Bulgarian Orthodox Church Nominated for Nobel Peace Prize for Saving 48,000 Bulgarian Jews in World War II

Bulgarian Orthodox Church Nominated for Nobel Peace Prize for Saving 48,000 Bulgarian Jews in World War II.

The Bulgarian Orthodox Church has been nominated for the Nobel Peace Prize for saving 48,000 Bulgarian Jews from the Nazi death camps in World War II, a press release published on the site of the church said Thursday. The nomination was officially submitted to the Nobel Committee in the beginning of January on the initiative of IsraelТs former Health Minister and MP, Gen. Efraim Sneh, Haifa University law professor Moshe Keshet (name may be misspelt) and attorney Moshe Aloni, supported with the signatures of over 200 descendants of saved Bulgarian Jews.

In itself, this nomination is an acknowledgement of the Bulgarian Orthodox Church which has always abided by high Christian ideals and has shown love for the brother, regardless of how difficult the circumstances and times are. "In love there can be no fear, but fear is driven out by perfect love" (1 Jn 4:18), the press release says.
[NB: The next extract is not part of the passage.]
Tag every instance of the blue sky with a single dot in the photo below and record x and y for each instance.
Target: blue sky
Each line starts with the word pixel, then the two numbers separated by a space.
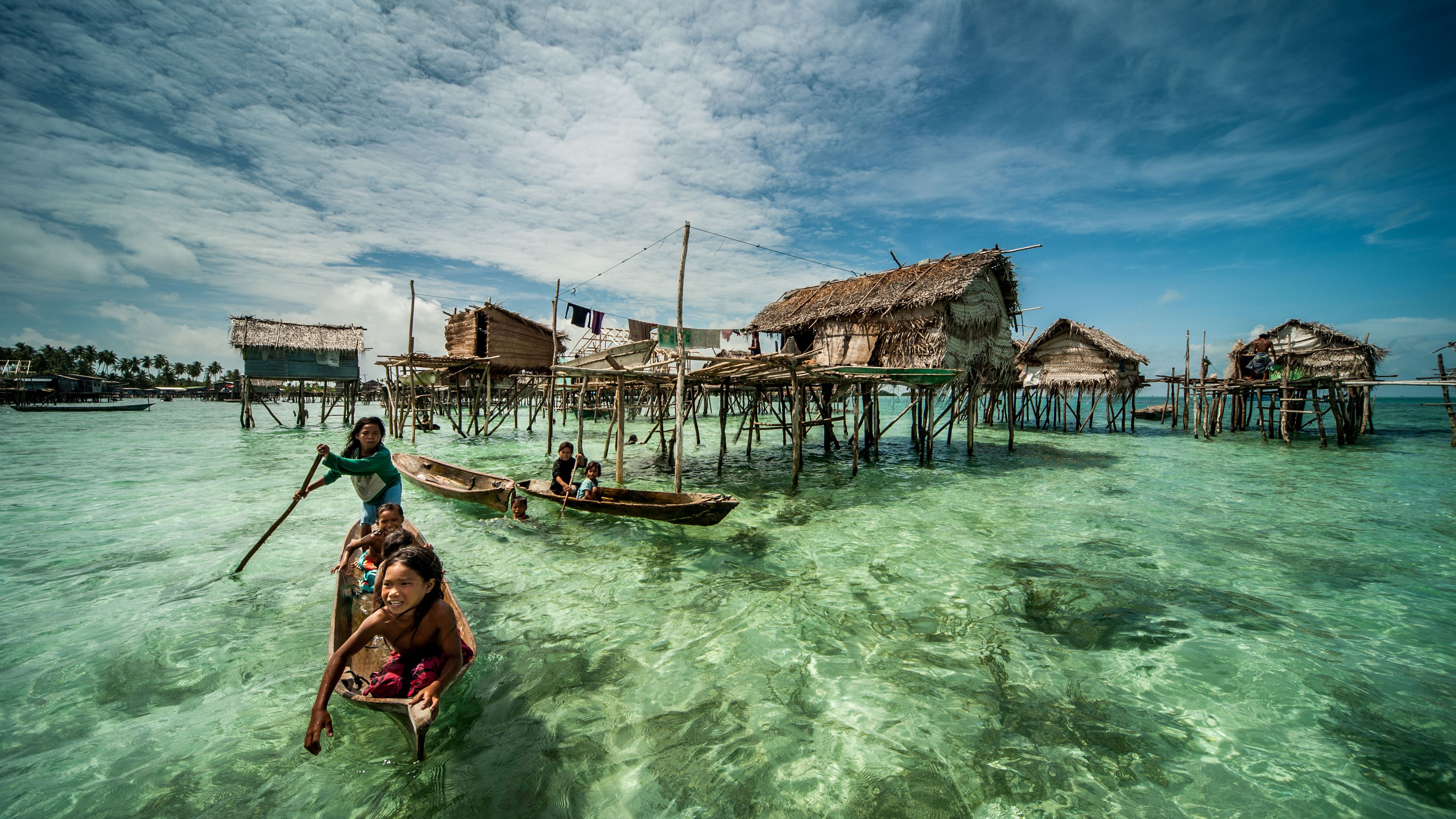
pixel 1208 168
"During World War II, some people risked their lives and heroically saved Bulgarian Jews from sure death and persecution, but the Bulgarian orthodox Church was the only religious institution on a territory controlled by Hitler to openly and officially declare its position," the press release says. With their determination and consistent adherence to evangelical moral ideals, the Church, headed by Exarch Stephen and the Holy Synod, played a leading role in the salvation of Bulgarian Jews.

The prize-winner will be announced in October. Prime Minister Boyko Borissov commented that even if the peace prize was not given to the Bulgarian Orthodox Church, the nomination campaign would make the good deed of the Bulgarian people better known. This is the second time that the Church has been nominated for a Nobel Prize following an earlier initiative in 2013, to commemorate the 70th anniversary of the salvation of Bulgarian Jews on the initiative of PACE honorary member Luchezar Toshev.

What should be noted in the present nomination is that it comes from the Israeli side and with the powerful support of the Bulgarian community in Israel, the press release points out.